La compagne lyonnaise relatera aux enquêteurs que Joël Bourgeon lui parlait souvent de Martine en termes admiratifs, lui demandait de se coiffer et de s’apprêter comme elle. Et qu’il lui avait offert une montre, semblable à celle que portait la jeune femme au moment de sa disparition. Après quelques années, elle le quitte, se plaignant de son caractère violent.
Des aveux puis une rétractation
Interpellé à Lyon en janvier 2019, puis placé en garde à vue à Toulouse, Joël Bourgeon avoue le meurtre, donnant aux gendarmes de la section de recherche de Toulouse des détails que seul le meurtrier pouvait connaître, selon l’accusation. Il admet aussi qu’il était à l’époque secrètement amoureux de sa victime.
Une semaine plus tard, il se rétracte, affirmant que les aveux lui avaient été dictés pendant sa garde à vue. Il est depuis lors en détention préventive à la prison de Seysses, près de Toulouse.

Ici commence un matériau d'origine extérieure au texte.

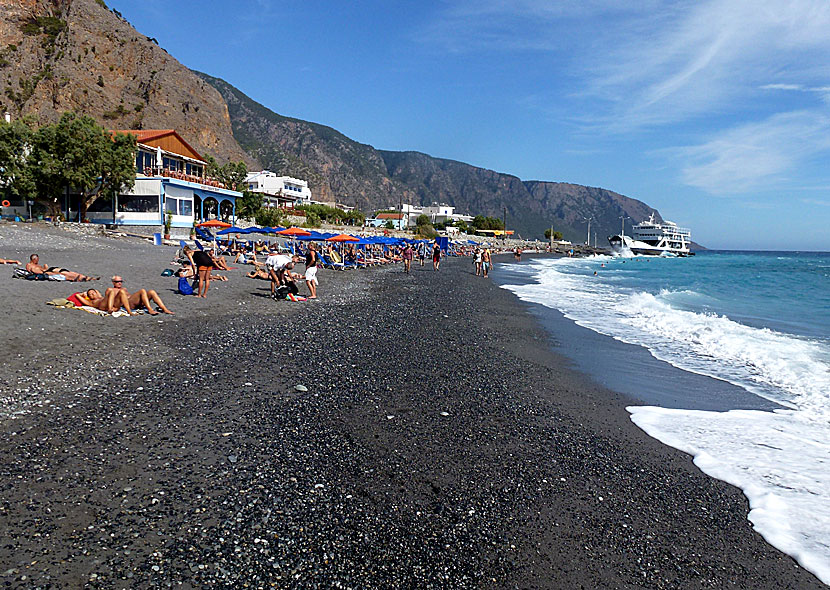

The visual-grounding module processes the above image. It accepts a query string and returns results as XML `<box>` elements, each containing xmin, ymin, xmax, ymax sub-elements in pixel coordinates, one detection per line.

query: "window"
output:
<box><xmin>164</xmin><ymin>196</ymin><xmax>193</xmax><ymax>216</ymax></box>
<box><xmin>118</xmin><ymin>195</ymin><xmax>159</xmax><ymax>213</ymax></box>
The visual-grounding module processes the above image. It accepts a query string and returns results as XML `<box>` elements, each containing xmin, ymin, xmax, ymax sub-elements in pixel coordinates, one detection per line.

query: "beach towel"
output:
<box><xmin>46</xmin><ymin>298</ymin><xmax>132</xmax><ymax>318</ymax></box>
<box><xmin>179</xmin><ymin>277</ymin><xmax>193</xmax><ymax>295</ymax></box>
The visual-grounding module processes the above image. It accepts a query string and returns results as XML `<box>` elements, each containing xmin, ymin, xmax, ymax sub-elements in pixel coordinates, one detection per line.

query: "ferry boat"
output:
<box><xmin>608</xmin><ymin>213</ymin><xmax>694</xmax><ymax>256</ymax></box>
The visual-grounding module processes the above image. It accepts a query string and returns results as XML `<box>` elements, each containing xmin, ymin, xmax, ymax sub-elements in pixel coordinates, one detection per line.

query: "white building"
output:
<box><xmin>245</xmin><ymin>170</ymin><xmax>311</xmax><ymax>207</ymax></box>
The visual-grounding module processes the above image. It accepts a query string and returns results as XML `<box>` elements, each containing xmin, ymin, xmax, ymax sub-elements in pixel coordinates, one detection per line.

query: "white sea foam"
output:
<box><xmin>506</xmin><ymin>259</ymin><xmax>830</xmax><ymax>584</ymax></box>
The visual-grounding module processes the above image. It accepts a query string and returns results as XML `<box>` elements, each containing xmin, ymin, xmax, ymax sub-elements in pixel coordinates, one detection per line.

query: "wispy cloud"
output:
<box><xmin>592</xmin><ymin>0</ymin><xmax>830</xmax><ymax>130</ymax></box>
<box><xmin>680</xmin><ymin>111</ymin><xmax>830</xmax><ymax>195</ymax></box>
<box><xmin>801</xmin><ymin>199</ymin><xmax>830</xmax><ymax>207</ymax></box>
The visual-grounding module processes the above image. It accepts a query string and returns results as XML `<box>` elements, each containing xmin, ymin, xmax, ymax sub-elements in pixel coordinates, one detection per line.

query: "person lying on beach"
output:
<box><xmin>233</xmin><ymin>250</ymin><xmax>262</xmax><ymax>265</ymax></box>
<box><xmin>66</xmin><ymin>289</ymin><xmax>135</xmax><ymax>315</ymax></box>
<box><xmin>107</xmin><ymin>275</ymin><xmax>174</xmax><ymax>315</ymax></box>
<box><xmin>245</xmin><ymin>268</ymin><xmax>271</xmax><ymax>281</ymax></box>
<box><xmin>26</xmin><ymin>254</ymin><xmax>101</xmax><ymax>282</ymax></box>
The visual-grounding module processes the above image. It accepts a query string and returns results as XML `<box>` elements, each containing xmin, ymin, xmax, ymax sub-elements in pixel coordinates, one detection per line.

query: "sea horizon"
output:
<box><xmin>502</xmin><ymin>250</ymin><xmax>830</xmax><ymax>583</ymax></box>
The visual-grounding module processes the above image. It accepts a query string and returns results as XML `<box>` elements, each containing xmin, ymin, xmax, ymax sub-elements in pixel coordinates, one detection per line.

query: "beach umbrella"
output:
<box><xmin>196</xmin><ymin>219</ymin><xmax>233</xmax><ymax>228</ymax></box>
<box><xmin>216</xmin><ymin>226</ymin><xmax>248</xmax><ymax>236</ymax></box>
<box><xmin>277</xmin><ymin>227</ymin><xmax>311</xmax><ymax>236</ymax></box>
<box><xmin>326</xmin><ymin>234</ymin><xmax>360</xmax><ymax>242</ymax></box>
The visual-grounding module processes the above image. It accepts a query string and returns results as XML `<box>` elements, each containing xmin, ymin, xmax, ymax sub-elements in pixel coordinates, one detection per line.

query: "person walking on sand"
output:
<box><xmin>182</xmin><ymin>246</ymin><xmax>214</xmax><ymax>298</ymax></box>
<box><xmin>401</xmin><ymin>244</ymin><xmax>415</xmax><ymax>273</ymax></box>
<box><xmin>481</xmin><ymin>248</ymin><xmax>493</xmax><ymax>279</ymax></box>
<box><xmin>305</xmin><ymin>242</ymin><xmax>320</xmax><ymax>299</ymax></box>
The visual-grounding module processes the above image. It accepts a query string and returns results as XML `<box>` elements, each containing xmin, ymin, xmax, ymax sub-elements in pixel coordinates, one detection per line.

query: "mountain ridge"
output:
<box><xmin>0</xmin><ymin>0</ymin><xmax>661</xmax><ymax>244</ymax></box>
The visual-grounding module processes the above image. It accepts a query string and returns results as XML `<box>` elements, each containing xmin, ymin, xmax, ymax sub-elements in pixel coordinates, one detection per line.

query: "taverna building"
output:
<box><xmin>245</xmin><ymin>170</ymin><xmax>311</xmax><ymax>207</ymax></box>
<box><xmin>87</xmin><ymin>129</ymin><xmax>242</xmax><ymax>233</ymax></box>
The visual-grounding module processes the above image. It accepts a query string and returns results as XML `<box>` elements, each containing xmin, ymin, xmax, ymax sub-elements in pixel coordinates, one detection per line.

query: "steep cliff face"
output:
<box><xmin>199</xmin><ymin>74</ymin><xmax>659</xmax><ymax>243</ymax></box>
<box><xmin>0</xmin><ymin>0</ymin><xmax>659</xmax><ymax>243</ymax></box>
<box><xmin>0</xmin><ymin>0</ymin><xmax>257</xmax><ymax>166</ymax></box>
<box><xmin>198</xmin><ymin>73</ymin><xmax>412</xmax><ymax>211</ymax></box>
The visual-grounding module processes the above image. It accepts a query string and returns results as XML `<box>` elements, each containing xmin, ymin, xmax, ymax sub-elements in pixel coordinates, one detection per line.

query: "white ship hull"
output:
<box><xmin>608</xmin><ymin>235</ymin><xmax>694</xmax><ymax>256</ymax></box>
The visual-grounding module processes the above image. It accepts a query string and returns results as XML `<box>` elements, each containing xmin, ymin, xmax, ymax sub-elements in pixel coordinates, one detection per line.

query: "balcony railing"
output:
<box><xmin>144</xmin><ymin>168</ymin><xmax>228</xmax><ymax>189</ymax></box>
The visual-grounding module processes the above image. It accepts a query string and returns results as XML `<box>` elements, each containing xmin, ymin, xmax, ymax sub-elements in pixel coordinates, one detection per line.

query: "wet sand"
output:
<box><xmin>0</xmin><ymin>224</ymin><xmax>823</xmax><ymax>588</ymax></box>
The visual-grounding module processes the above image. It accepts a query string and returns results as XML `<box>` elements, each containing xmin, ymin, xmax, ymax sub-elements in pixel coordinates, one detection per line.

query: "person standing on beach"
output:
<box><xmin>401</xmin><ymin>244</ymin><xmax>415</xmax><ymax>273</ymax></box>
<box><xmin>265</xmin><ymin>254</ymin><xmax>300</xmax><ymax>299</ymax></box>
<box><xmin>182</xmin><ymin>246</ymin><xmax>214</xmax><ymax>298</ymax></box>
<box><xmin>481</xmin><ymin>248</ymin><xmax>493</xmax><ymax>279</ymax></box>
<box><xmin>305</xmin><ymin>242</ymin><xmax>320</xmax><ymax>299</ymax></box>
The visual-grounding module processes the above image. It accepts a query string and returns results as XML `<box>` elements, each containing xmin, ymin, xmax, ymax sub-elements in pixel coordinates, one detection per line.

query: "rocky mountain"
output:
<box><xmin>0</xmin><ymin>0</ymin><xmax>659</xmax><ymax>244</ymax></box>
<box><xmin>197</xmin><ymin>72</ymin><xmax>660</xmax><ymax>244</ymax></box>
<box><xmin>0</xmin><ymin>0</ymin><xmax>256</xmax><ymax>165</ymax></box>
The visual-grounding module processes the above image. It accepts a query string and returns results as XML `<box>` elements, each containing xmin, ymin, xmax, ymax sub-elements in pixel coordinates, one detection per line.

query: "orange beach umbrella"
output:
<box><xmin>277</xmin><ymin>227</ymin><xmax>311</xmax><ymax>236</ymax></box>
<box><xmin>196</xmin><ymin>219</ymin><xmax>233</xmax><ymax>229</ymax></box>
<box><xmin>326</xmin><ymin>234</ymin><xmax>360</xmax><ymax>242</ymax></box>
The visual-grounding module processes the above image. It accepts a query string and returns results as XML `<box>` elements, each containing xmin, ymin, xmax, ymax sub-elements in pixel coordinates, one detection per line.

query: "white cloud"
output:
<box><xmin>668</xmin><ymin>111</ymin><xmax>830</xmax><ymax>195</ymax></box>
<box><xmin>591</xmin><ymin>0</ymin><xmax>830</xmax><ymax>130</ymax></box>
<box><xmin>801</xmin><ymin>199</ymin><xmax>830</xmax><ymax>207</ymax></box>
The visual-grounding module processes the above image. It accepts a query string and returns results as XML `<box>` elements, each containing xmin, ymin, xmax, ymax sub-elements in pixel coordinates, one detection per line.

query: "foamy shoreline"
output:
<box><xmin>0</xmin><ymin>225</ymin><xmax>821</xmax><ymax>588</ymax></box>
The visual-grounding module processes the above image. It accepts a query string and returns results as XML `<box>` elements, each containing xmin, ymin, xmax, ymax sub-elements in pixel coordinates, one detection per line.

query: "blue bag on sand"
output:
<box><xmin>179</xmin><ymin>277</ymin><xmax>193</xmax><ymax>295</ymax></box>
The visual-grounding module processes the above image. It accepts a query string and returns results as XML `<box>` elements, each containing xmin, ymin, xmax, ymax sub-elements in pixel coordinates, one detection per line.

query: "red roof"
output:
<box><xmin>110</xmin><ymin>129</ymin><xmax>204</xmax><ymax>161</ymax></box>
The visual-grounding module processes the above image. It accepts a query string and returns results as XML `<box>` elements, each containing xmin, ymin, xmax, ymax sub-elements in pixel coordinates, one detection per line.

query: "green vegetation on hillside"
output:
<box><xmin>0</xmin><ymin>113</ymin><xmax>135</xmax><ymax>218</ymax></box>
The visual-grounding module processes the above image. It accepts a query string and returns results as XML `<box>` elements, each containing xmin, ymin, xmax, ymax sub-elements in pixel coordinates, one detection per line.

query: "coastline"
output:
<box><xmin>0</xmin><ymin>228</ymin><xmax>824</xmax><ymax>588</ymax></box>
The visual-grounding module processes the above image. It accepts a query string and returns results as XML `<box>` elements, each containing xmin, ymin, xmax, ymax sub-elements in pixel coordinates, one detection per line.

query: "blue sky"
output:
<box><xmin>109</xmin><ymin>0</ymin><xmax>830</xmax><ymax>250</ymax></box>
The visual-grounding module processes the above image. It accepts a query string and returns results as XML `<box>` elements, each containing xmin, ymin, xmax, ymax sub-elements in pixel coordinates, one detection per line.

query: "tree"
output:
<box><xmin>0</xmin><ymin>119</ymin><xmax>35</xmax><ymax>200</ymax></box>
<box><xmin>32</xmin><ymin>112</ymin><xmax>135</xmax><ymax>219</ymax></box>
<box><xmin>343</xmin><ymin>209</ymin><xmax>366</xmax><ymax>225</ymax></box>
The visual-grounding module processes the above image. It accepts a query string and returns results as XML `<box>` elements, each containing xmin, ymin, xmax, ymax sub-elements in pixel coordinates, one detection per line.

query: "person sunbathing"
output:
<box><xmin>26</xmin><ymin>254</ymin><xmax>101</xmax><ymax>282</ymax></box>
<box><xmin>245</xmin><ymin>267</ymin><xmax>271</xmax><ymax>281</ymax></box>
<box><xmin>107</xmin><ymin>275</ymin><xmax>175</xmax><ymax>315</ymax></box>
<box><xmin>66</xmin><ymin>289</ymin><xmax>136</xmax><ymax>315</ymax></box>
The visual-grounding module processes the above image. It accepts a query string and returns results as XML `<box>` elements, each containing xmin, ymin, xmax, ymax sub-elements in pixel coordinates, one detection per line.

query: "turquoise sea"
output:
<box><xmin>501</xmin><ymin>251</ymin><xmax>830</xmax><ymax>583</ymax></box>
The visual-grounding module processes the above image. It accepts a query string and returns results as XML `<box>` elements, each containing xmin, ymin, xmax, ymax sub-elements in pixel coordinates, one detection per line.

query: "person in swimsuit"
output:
<box><xmin>305</xmin><ymin>242</ymin><xmax>320</xmax><ymax>299</ymax></box>
<box><xmin>107</xmin><ymin>275</ymin><xmax>174</xmax><ymax>315</ymax></box>
<box><xmin>26</xmin><ymin>254</ymin><xmax>101</xmax><ymax>282</ymax></box>
<box><xmin>66</xmin><ymin>289</ymin><xmax>135</xmax><ymax>315</ymax></box>
<box><xmin>182</xmin><ymin>246</ymin><xmax>214</xmax><ymax>298</ymax></box>
<box><xmin>401</xmin><ymin>244</ymin><xmax>415</xmax><ymax>272</ymax></box>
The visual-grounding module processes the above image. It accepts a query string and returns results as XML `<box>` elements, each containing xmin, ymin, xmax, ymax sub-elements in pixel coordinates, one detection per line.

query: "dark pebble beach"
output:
<box><xmin>0</xmin><ymin>224</ymin><xmax>825</xmax><ymax>589</ymax></box>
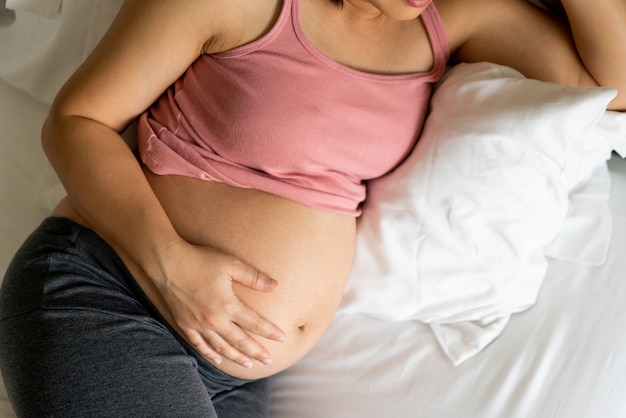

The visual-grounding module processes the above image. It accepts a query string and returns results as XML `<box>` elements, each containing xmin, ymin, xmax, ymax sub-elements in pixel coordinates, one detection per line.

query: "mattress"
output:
<box><xmin>0</xmin><ymin>71</ymin><xmax>626</xmax><ymax>418</ymax></box>
<box><xmin>0</xmin><ymin>0</ymin><xmax>626</xmax><ymax>418</ymax></box>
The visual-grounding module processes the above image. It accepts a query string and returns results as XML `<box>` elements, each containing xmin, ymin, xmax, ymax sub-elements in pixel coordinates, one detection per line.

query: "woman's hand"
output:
<box><xmin>155</xmin><ymin>240</ymin><xmax>286</xmax><ymax>367</ymax></box>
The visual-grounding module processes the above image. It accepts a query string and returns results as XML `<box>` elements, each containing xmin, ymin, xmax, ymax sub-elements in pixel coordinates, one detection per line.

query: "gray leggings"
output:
<box><xmin>0</xmin><ymin>218</ymin><xmax>270</xmax><ymax>418</ymax></box>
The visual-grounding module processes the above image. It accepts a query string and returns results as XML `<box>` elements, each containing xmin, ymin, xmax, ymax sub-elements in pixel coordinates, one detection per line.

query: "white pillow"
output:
<box><xmin>0</xmin><ymin>0</ymin><xmax>123</xmax><ymax>104</ymax></box>
<box><xmin>340</xmin><ymin>63</ymin><xmax>615</xmax><ymax>363</ymax></box>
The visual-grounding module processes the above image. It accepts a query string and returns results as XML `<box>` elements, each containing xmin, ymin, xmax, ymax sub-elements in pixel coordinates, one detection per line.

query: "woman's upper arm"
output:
<box><xmin>47</xmin><ymin>0</ymin><xmax>220</xmax><ymax>132</ymax></box>
<box><xmin>438</xmin><ymin>0</ymin><xmax>597</xmax><ymax>86</ymax></box>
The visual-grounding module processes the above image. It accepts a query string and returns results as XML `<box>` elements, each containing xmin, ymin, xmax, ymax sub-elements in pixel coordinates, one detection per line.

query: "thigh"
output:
<box><xmin>0</xmin><ymin>220</ymin><xmax>216</xmax><ymax>417</ymax></box>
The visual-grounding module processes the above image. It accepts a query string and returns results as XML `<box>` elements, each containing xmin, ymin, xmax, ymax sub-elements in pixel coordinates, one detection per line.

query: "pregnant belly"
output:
<box><xmin>140</xmin><ymin>171</ymin><xmax>356</xmax><ymax>379</ymax></box>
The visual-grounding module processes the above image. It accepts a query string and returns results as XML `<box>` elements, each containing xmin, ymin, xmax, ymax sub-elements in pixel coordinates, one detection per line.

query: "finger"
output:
<box><xmin>231</xmin><ymin>262</ymin><xmax>278</xmax><ymax>292</ymax></box>
<box><xmin>233</xmin><ymin>305</ymin><xmax>287</xmax><ymax>343</ymax></box>
<box><xmin>205</xmin><ymin>324</ymin><xmax>260</xmax><ymax>368</ymax></box>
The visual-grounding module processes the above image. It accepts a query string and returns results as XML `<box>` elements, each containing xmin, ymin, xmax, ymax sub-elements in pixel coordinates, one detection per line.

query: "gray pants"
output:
<box><xmin>0</xmin><ymin>218</ymin><xmax>269</xmax><ymax>418</ymax></box>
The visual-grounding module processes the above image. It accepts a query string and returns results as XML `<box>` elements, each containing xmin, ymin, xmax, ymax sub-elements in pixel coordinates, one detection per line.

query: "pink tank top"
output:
<box><xmin>138</xmin><ymin>0</ymin><xmax>448</xmax><ymax>216</ymax></box>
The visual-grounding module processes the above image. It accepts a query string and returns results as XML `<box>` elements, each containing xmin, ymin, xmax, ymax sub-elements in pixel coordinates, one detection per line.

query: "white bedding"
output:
<box><xmin>0</xmin><ymin>0</ymin><xmax>626</xmax><ymax>418</ymax></box>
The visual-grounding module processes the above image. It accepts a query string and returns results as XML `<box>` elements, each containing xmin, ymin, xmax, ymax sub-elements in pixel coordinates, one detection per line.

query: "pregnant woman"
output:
<box><xmin>0</xmin><ymin>0</ymin><xmax>626</xmax><ymax>417</ymax></box>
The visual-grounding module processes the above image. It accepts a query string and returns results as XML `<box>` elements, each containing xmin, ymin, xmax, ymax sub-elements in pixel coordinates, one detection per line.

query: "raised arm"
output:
<box><xmin>42</xmin><ymin>0</ymin><xmax>283</xmax><ymax>365</ymax></box>
<box><xmin>437</xmin><ymin>0</ymin><xmax>626</xmax><ymax>110</ymax></box>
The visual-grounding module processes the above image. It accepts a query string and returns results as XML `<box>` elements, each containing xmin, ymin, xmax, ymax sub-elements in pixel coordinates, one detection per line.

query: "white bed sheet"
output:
<box><xmin>272</xmin><ymin>158</ymin><xmax>626</xmax><ymax>418</ymax></box>
<box><xmin>0</xmin><ymin>75</ymin><xmax>626</xmax><ymax>418</ymax></box>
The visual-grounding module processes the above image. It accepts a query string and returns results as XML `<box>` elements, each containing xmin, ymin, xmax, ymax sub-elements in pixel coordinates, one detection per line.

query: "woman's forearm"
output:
<box><xmin>42</xmin><ymin>114</ymin><xmax>180</xmax><ymax>280</ymax></box>
<box><xmin>562</xmin><ymin>0</ymin><xmax>626</xmax><ymax>110</ymax></box>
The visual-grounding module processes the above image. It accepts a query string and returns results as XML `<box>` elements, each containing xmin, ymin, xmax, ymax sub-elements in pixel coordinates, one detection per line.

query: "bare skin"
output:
<box><xmin>43</xmin><ymin>0</ymin><xmax>626</xmax><ymax>378</ymax></box>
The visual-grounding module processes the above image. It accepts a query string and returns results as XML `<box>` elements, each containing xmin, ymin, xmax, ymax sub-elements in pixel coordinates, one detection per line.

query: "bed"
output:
<box><xmin>0</xmin><ymin>0</ymin><xmax>626</xmax><ymax>418</ymax></box>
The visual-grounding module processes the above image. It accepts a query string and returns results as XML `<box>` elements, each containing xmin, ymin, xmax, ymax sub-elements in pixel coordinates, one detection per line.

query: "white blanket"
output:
<box><xmin>340</xmin><ymin>63</ymin><xmax>626</xmax><ymax>364</ymax></box>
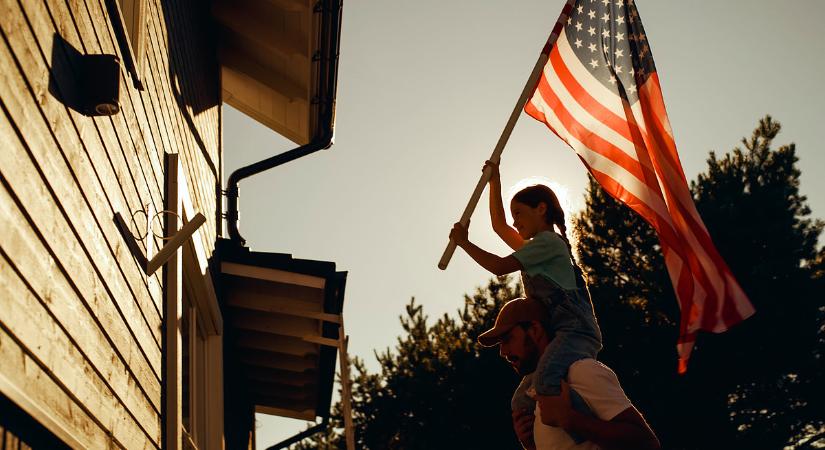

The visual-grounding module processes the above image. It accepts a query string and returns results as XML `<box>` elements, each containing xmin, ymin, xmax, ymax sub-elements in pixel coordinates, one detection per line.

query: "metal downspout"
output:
<box><xmin>225</xmin><ymin>0</ymin><xmax>343</xmax><ymax>246</ymax></box>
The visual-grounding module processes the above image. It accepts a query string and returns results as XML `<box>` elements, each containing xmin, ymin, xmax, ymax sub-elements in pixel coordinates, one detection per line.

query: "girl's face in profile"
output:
<box><xmin>510</xmin><ymin>200</ymin><xmax>547</xmax><ymax>240</ymax></box>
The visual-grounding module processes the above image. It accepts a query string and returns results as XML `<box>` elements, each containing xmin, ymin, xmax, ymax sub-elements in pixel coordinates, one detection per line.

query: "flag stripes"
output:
<box><xmin>524</xmin><ymin>0</ymin><xmax>754</xmax><ymax>372</ymax></box>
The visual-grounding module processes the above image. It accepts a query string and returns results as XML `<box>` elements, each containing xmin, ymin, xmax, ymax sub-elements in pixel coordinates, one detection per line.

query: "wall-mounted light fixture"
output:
<box><xmin>83</xmin><ymin>55</ymin><xmax>120</xmax><ymax>116</ymax></box>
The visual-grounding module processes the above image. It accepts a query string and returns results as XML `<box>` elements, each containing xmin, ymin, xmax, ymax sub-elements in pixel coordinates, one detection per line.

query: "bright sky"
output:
<box><xmin>219</xmin><ymin>0</ymin><xmax>825</xmax><ymax>449</ymax></box>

«Il nous tarde que ce procès ait lieu. L’accusation est en grande difficulté pour apporter des éléments concrets. Ce dossier ne repose que sur des impressions, des sentiments, qu’il ne clamerait pas assez fort son innocence», plaide Me Mouton. L’a-t-il tuée après avoir été éconduit? «Il n’y a jamais eu l’ombre d’une ambiguïté, d’une coloration sentimentale, il conteste avoir nourri des sentiments pour Martine», dit son avocat.
«Sûr et certain que c’est lui»
«On n’a pas besoin des aveux de Bourgeon dans ce dossier. Il y a suffisamment d’indices graves et concordants allant dans le sens de la culpabilité de Bourgeon», assure pour sa part Me David. Il rappelle que l’accusé «était très présent dans la vie du couple, avait une clé de l’appartement de Martine. Thierry et lui réparaient les motos en bas de l’immeuble».
«On est sûrs et certains que c’est lui, souligne René Saint-Blancat, beau-frère de Martine Escadeillas, maintenant, qu’il nous dise où est le corps, pour enfin lui donner une sépulture».